Years Ago
Today is Sunday, April 6, the 96th day of 2014. There are 269 days left in the year.
ASSOCIATED PRESS
On this date in:
1830: The Church of Jesus Christ of Latter-day Saints is organized by Joseph Smith in Fayette, N.Y.
1896: The first modern Olympic games formally open in Athens, Greece.
1909: U.S. explorers Robert E. Peary and Matthew A. Henson and four Inuits become the first men to reach the North Pole.
1917: Congress approves a declaration of war against Germany.
1954: A month after being criticized by newsman Edward R. Murrow on CBS’ “See It Now,” Sen. Joseph R. McCarthy, R-Wis., given the chance to respond on the program, charges that Murrow had, in the past, “engaged in propaganda for Communist causes.”
1988: Tirza Porat, a 15-year-old Israeli girl, is killed in a West Bank melee. (Although Arabs were initially blamed, the army concluded Tirza had been accidentally shot by a Jewish settler.)
1994: Supreme Court Justice Harry A. Blackmun announces his retirement after 24 years.
The Hutu president of Rwanda, Juvenal Habyarimana, is killed along with the president of Burundi, Cyprien Ntaryamira, when their plane is apparently shot down near the Rwandan capital of Kigali; what followed was a 100-day genocide in Rwanda during which more than 500,000 minority Tutsis and moderate members of the Hutu majority were killed by Hutu extremists.
1998: Country singer Tammy Wynette dies at her Nashville home at 55.
VINDICATOR FILES
1989: A Mahoning County health department official says he is generally satisfied with the detailed plans of Browning-Ferris Industries to expand its three landfills in Poland and Green townships.
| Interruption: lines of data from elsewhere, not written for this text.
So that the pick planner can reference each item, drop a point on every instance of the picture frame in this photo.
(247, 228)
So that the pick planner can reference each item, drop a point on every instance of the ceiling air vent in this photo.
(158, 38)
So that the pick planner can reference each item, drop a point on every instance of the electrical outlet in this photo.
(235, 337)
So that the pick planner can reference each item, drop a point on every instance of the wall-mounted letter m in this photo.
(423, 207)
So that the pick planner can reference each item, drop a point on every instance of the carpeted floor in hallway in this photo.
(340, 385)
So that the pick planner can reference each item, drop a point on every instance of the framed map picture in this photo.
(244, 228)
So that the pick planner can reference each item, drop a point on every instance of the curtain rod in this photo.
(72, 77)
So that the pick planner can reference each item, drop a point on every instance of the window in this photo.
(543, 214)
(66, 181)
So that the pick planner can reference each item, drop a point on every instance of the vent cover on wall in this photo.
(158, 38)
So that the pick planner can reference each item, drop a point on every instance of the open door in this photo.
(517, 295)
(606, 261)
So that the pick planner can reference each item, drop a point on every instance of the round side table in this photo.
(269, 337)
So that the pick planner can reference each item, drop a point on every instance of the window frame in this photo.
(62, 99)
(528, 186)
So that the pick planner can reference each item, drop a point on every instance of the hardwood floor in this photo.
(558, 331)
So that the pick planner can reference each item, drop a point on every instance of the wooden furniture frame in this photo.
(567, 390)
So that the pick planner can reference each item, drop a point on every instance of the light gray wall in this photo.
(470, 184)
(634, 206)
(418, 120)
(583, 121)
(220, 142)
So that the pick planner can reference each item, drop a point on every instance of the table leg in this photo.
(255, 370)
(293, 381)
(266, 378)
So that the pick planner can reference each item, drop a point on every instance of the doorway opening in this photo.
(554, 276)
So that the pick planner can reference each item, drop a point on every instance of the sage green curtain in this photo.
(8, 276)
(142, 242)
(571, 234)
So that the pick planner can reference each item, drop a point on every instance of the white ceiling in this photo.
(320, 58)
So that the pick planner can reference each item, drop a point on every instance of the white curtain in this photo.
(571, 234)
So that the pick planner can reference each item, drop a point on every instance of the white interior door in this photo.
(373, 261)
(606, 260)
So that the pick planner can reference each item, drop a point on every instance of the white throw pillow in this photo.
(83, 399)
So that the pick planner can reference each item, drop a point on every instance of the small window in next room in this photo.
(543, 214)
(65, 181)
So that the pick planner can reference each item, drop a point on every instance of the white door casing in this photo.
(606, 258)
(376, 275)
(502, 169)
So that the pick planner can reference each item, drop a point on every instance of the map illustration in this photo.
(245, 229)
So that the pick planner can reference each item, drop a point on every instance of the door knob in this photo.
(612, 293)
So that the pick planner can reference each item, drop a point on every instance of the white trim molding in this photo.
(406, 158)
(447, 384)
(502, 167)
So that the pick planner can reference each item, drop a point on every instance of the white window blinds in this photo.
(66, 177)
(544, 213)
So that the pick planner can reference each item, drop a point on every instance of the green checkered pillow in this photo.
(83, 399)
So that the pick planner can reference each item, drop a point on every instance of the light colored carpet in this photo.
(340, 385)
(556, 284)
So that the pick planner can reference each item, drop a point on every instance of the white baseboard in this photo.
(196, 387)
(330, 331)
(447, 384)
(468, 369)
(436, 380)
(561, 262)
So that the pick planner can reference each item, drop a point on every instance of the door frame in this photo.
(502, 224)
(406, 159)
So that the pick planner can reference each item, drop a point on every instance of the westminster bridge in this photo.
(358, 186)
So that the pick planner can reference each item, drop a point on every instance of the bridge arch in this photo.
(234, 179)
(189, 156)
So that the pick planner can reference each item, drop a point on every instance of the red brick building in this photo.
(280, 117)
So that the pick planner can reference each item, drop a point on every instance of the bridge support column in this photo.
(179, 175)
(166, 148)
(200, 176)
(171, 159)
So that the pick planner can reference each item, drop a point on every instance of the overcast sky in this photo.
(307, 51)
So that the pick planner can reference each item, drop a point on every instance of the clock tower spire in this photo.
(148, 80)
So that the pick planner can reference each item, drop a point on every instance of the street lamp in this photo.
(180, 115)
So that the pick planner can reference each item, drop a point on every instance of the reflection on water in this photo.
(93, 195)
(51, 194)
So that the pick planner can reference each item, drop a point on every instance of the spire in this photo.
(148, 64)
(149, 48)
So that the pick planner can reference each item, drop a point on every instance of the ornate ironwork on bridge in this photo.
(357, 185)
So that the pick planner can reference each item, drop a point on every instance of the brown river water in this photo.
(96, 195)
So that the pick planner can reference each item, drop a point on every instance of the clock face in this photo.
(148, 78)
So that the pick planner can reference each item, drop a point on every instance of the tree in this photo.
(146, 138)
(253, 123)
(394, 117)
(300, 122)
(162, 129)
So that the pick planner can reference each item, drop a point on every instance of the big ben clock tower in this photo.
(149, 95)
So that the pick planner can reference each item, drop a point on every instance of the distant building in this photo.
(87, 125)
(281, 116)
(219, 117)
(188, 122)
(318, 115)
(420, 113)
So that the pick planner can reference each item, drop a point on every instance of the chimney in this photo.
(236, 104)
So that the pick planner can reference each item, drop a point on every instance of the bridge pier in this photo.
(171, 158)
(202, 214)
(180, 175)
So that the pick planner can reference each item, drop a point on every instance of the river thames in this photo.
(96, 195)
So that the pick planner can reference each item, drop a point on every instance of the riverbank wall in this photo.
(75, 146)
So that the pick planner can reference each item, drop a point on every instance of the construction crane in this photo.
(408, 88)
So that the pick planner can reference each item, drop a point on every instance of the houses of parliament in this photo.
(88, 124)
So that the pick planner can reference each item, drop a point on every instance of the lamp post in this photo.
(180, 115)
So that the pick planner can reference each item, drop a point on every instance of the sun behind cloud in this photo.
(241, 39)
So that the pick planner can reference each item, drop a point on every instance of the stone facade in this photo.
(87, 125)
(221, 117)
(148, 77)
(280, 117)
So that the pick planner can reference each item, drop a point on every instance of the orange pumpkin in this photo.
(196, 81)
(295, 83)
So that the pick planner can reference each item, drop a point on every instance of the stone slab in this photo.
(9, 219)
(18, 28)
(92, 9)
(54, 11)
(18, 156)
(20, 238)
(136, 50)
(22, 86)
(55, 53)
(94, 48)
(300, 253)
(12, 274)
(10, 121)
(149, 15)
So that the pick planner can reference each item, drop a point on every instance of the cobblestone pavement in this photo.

The bodies of Susan Clemente, 29, and her 2-year-old daughter are found in a refrigerator in their Struthers apartment. Both had been shot.
Youngstown Councilmen Albert Chance and Charles P. Sammarone say they will rework pending legislation governing oil and gas well drilling in the city to ban such activity from residential neighborhoods.
1974: Youngstown residents awaken to find an inch of snow on the ground and roads and highways that are slippery in spots.
The Ashland Oil Co. announces a 4.23-cent per gallon increase in diesel fuel sold to the Western Reserve Transit Authority, bringing the price to 32.78 cents per gallon, compared to 14.75 cents a gallon a year earlier.
Dr. Akbar Abdul-Haqq, associate evangelist of the Billy Graham team, will conduct five days of revival services at New Waterford United Methodist Church.
1964: A split vote on the proposed merger of Epworth and Indianola Methodist churches ends a movement to form a joint congregation with Epworth’s congregation voting 225 to 99 against while Indianola approved the proposal 162-29.
The possibility of a bomb aboard a Lake Central Airlines DC-3 delays takeoff for the plane and its 10 passengers at Youngstown Municipal Airport while sheriff’s deputies and highway patrolmen search for explosives, finding none. A woman caller to the Erie Morning News said a bomb was on the plane, which took off from Erie.
Bob Thompson of Woodrow Wilson High School, and Jerry Hanlon of Ursuline High School, are named the top cage and grid coaches at the Mahoning Valley Coaches Association Clinic.
1939: The city of Struthers is asked to annex 87 acres of Boardman Township, which includes the oft- raided Poland Country Club. The club’s liquor license was lost when Boardman voted to go dry.
Yeggs who broke into the Jewel Tea Co., 18 W. Hylda Ave., knocked the combination from a safe but were frightened away before they could open it, police report.
Disturbed over reports that a number of city employees are circulating a petition demanding pay increases, Youngstown Mayor Lionel Evans declares there is no possibility of pay raises before July 1, and only then if finances permit.